Politiquement, les Russes sont les maîtres du jeu, orchestrant l’évacuation des rebelles d’Alep ou scellant des accords de réconciliation entre insurgés et gouvernement. Avant le prochain cycle de négociations fin novembre à Genève, « les Russes mettent la pression sur le gouvernement pour faciliter les convois humanitaires », se félicite un humanitaire.

« Bachar ne changera pas »

« Bachar a gagné, mais s’il ne change pas, la révolte repartira », redoute un homme d’affaires, proche du pouvoir. « Pendant la guerre, dit-il, les supporteurs comme moi se sont tus, mais après, les gens rouspéteront. » Les défis de la reconstruction sont colossaux : bâtir un minimum de logements pour les civils sans logis, redistribuer un peu d’argent aux pauvres. Mais au-delà, les redoutés services de renseignements peuvent-ils lâcher du lest ? Très peu le croient.
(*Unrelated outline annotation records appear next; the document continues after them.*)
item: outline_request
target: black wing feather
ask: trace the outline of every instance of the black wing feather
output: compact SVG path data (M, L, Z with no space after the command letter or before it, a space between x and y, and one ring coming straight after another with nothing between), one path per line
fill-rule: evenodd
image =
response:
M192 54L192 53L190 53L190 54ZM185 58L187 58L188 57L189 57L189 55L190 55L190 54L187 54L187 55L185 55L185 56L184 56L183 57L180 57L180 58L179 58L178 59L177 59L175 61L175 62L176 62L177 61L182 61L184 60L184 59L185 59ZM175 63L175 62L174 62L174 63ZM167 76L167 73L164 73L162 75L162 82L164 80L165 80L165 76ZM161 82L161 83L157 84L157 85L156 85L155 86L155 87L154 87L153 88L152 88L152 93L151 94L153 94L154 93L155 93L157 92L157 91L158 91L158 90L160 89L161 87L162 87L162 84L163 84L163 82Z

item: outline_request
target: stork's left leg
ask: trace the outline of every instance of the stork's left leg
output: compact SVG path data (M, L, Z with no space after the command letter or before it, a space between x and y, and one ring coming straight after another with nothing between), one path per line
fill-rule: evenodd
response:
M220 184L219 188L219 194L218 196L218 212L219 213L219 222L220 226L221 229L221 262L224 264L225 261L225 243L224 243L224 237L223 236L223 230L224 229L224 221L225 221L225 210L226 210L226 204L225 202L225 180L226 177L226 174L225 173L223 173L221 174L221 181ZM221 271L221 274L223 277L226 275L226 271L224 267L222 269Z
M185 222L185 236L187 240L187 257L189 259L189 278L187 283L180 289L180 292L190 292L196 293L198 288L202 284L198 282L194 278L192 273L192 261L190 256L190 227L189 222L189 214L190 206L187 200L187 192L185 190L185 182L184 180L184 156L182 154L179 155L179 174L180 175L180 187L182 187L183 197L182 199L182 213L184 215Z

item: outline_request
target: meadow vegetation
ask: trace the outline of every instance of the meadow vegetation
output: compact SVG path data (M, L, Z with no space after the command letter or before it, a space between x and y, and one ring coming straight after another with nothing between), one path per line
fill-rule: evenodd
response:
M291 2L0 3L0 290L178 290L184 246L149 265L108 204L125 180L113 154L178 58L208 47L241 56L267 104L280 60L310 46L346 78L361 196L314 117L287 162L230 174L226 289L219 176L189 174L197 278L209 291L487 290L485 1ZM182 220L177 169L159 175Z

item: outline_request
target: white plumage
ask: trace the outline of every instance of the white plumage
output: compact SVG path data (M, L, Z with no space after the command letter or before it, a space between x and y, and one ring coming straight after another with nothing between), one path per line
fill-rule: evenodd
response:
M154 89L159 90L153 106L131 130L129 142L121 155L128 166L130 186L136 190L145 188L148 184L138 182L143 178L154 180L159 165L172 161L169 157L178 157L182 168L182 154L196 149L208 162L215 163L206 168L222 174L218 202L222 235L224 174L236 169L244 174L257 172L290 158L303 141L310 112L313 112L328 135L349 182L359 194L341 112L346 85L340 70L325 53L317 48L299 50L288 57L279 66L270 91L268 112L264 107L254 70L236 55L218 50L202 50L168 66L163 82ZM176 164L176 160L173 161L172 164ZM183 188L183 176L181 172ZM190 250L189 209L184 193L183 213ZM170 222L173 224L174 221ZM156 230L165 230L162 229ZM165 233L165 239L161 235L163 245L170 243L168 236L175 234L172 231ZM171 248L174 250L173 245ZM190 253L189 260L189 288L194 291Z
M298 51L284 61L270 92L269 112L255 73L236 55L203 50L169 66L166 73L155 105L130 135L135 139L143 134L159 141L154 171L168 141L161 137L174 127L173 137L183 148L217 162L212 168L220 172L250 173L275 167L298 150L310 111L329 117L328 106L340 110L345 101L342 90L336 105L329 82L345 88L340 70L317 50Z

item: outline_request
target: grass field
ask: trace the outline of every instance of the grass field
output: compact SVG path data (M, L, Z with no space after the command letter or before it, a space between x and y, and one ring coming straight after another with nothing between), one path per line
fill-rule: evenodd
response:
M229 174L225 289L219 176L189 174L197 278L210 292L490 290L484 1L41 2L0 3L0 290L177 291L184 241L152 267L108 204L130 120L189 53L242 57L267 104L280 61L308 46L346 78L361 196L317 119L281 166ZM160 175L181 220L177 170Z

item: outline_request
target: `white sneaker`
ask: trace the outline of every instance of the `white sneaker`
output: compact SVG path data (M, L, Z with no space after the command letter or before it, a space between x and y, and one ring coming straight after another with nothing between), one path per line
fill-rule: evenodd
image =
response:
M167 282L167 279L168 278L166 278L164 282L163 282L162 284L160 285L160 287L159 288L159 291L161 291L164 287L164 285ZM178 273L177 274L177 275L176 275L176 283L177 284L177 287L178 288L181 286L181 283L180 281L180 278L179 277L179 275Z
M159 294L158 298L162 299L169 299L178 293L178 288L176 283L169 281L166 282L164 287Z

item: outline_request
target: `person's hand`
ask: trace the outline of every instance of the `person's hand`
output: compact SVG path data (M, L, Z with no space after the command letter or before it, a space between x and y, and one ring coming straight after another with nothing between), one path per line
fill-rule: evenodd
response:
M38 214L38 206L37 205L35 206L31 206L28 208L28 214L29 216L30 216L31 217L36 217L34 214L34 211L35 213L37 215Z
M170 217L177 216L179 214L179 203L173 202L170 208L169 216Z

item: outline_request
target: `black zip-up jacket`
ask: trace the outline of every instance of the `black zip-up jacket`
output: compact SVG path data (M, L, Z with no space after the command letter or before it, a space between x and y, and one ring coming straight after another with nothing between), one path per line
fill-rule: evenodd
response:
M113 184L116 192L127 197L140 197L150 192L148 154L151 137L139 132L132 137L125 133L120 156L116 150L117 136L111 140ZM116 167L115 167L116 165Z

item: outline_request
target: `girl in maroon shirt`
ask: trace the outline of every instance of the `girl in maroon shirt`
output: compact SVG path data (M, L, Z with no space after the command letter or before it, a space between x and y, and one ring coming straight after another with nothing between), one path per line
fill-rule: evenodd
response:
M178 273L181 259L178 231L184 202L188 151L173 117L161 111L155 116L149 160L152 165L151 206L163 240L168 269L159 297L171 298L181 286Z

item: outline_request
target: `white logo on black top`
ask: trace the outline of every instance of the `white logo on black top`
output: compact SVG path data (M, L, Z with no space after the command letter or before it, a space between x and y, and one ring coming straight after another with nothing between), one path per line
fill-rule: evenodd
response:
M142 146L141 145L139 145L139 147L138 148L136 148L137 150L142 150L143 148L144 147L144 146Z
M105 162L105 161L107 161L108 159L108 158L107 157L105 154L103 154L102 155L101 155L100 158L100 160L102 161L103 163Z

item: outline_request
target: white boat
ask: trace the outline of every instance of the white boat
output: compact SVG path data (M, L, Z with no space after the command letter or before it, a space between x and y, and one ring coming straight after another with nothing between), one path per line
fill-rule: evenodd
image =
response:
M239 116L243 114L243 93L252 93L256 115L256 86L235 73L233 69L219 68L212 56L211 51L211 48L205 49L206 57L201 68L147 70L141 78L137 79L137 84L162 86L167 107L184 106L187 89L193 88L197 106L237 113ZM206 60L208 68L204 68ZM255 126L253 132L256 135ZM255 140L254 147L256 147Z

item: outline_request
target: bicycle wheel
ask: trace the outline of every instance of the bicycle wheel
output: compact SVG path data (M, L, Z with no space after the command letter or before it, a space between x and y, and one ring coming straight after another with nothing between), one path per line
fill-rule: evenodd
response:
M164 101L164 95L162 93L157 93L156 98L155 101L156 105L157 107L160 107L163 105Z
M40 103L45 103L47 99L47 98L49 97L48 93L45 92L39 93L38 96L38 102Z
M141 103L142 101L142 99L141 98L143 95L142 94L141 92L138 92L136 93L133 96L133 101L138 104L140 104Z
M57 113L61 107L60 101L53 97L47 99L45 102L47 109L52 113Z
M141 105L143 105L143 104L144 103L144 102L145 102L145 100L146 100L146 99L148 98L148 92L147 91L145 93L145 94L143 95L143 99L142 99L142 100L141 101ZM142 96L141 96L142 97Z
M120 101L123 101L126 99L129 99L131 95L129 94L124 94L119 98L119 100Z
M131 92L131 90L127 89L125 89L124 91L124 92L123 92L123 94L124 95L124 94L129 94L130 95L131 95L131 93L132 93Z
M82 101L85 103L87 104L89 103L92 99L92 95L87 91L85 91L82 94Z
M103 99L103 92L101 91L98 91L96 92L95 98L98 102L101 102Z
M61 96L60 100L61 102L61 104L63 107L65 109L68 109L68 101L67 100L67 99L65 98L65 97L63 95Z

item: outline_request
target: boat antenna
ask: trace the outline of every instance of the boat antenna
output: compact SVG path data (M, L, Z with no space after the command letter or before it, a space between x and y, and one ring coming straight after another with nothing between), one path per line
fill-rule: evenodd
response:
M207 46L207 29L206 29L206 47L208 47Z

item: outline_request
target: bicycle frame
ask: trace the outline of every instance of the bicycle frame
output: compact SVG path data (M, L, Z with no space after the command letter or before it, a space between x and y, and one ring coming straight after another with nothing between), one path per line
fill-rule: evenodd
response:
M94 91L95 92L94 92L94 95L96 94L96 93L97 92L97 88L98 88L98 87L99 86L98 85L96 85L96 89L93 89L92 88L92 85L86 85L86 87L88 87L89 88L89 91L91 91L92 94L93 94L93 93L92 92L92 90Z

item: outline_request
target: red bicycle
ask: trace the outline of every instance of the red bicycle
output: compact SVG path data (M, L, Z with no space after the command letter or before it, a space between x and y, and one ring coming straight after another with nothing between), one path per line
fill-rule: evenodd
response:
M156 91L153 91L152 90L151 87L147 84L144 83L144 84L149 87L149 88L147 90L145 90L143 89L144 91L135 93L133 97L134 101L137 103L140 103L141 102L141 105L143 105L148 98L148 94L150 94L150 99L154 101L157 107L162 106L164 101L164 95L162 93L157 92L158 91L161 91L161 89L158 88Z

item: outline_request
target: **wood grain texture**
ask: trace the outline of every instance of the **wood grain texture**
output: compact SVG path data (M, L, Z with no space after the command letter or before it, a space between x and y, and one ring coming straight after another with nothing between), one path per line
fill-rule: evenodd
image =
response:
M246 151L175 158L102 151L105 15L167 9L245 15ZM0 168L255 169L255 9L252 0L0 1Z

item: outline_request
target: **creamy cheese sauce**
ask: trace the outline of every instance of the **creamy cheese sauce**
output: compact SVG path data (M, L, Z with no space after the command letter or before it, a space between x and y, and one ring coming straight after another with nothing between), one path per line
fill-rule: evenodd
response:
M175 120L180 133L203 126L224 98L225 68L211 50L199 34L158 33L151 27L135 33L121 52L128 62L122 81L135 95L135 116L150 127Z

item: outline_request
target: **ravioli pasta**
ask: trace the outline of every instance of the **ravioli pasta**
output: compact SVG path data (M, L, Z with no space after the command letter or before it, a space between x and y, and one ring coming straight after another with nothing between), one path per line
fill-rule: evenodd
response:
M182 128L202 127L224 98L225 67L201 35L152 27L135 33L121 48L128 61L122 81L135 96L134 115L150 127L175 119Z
Quant à la classe d’affaires qui continue de s’enrichir autour de lui, les Russes voudraient la marginaliser, avant la reconstruction du pays. « Mais le pouvoir ne veut pas changer ses oligarques, regrette l’homme d’affaires. Les Russes, qui ne voulaient pas leur donner de visa, les ont finalement acceptés, mais ils n’ont été reçus à Moscou que par le vice-ministre du Commerce. »

« Aujourd’hui, poursuit l’industriel, l’ennemi de Assad, c’est lui. Bachar et son entourage ont la mentalité de ceux qui ont triomphé. Ils lâcheront encore moins de pouvoir qu’avant la révolte. » Les Russes les laisseront-ils faire ? «Pour contourner le problème, décrypte un analyste, le pouvoir pense qu’à la faveur de la désescalade des violences, il se rapprochera des Américains et jouera sur les deux tableaux. Comme lorsque le père était allié militairement avec l’ex-URSS, mais politiquement, ceux qui l’intéressaient, c’étaient les Occidentaux. » Au printemps, révèle un diplomate syrien, l’Administration Trump a transmis, via la Russie, le message suivant à Assad : « Nous sommes prêts à renouer avec vous à condition que vous rompiez avec l’Iran et le Hezbollah. » « C’est trop demander », a répondu Damas. Mais Assad s’est encore senti réconforté par la récente visite d’un responsable américain à Damas – la première depuis 2011 – pour s’enquérir du sort d’Américains, retenus en otages en Syrie. Comme si ce régime à la résilience insoupçonnée demeurait convaincu que d’autres referont, tôt ou tard, le « chemin de Damas ».